Our editors’ weekly roundup of Canadian art news.
The National Gallery of Canada is under pressure to cancel a talk by University of Toronto psychology professor Jordan B. Peterson, who has argued against using the preferred pronouns of transgender and non-binary students. “The Gallery invited him to speak about his specific research interest in the psychology of creativity, a subject he has spoken about at scientific conferences across North America and about which he has co-authored over 10 scientific papers,” said the NGC in a statement. A number of social-media users argue that facilitating Peterson offers an endorsement of his views: as artist Olivia Johnston wrote in an open letter to the NGC, “The gallery’s decision to host this man is tacit endorsement of Peterson’s disdain for marginalized groups.” The NGC has closed comments on the Facebook page for the event.

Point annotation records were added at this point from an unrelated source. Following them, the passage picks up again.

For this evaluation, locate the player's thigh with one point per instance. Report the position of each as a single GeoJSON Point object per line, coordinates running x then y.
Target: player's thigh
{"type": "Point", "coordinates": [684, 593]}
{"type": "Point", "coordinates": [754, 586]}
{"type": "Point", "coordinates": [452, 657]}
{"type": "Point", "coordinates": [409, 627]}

The competition to design the controversial Memorial to the Victims of Communism has announced a group of finalists, which includes artists Ken Lum, Jordan Söderberg Mills, Vong Phaophanit and Claire Oboussier. The monument, which was championed by the last Conservative government, will be installed in Ottawa at the Garden of the Provinces and Territories. Lum has partnered with landscape architect Jeff Cutler for a submission, and Söderberg Mills, Phaophanit and Oboussier are working with public-art consultants Karen and Ben Mills and landscape architects Silvano Tardella and Robert M. S. Ng. The jury for the prize includes Quebec artist and Sobey Art Award winner Nadia Myre.
The Beaverbrook Art Gallery in Fredericton announced on Friday that director/CEO Terry Graff would be departing the institution after nine years. Graff first joined as deputy director and chief curator of the gallery in 2008, and during his time has curated a range of exhibitions and overseen a capital fundraising campaign for the gallery’s expansion. “It is simply the perfect time for me to pursue another creative professional goal in my life,” said Graff in a press release. “The Beaverbrook Art Gallery is one of Canada’s great cultural institutions with an extraordinary art collection and impressive history, and it has been a genuine honour and rewarding experience to serve as its Director/CEO and Chief Curator.”
The Government of Canada announced on Wednesday that Saskatoon’s Remai Modern, Art Gallery of Saskatchewan, has been granted $3 million from the Canada Cultural Spaces Fund. The fund, organized by the Department of Canadian Heritage, focuses on cultural infrastructure, and other recipients include the Museum of Contemporary Art Toronto Canada. The Remai Modern is currently under construction, and is slated to open in 2017. The federal government has contributed more than $16 million to the institution.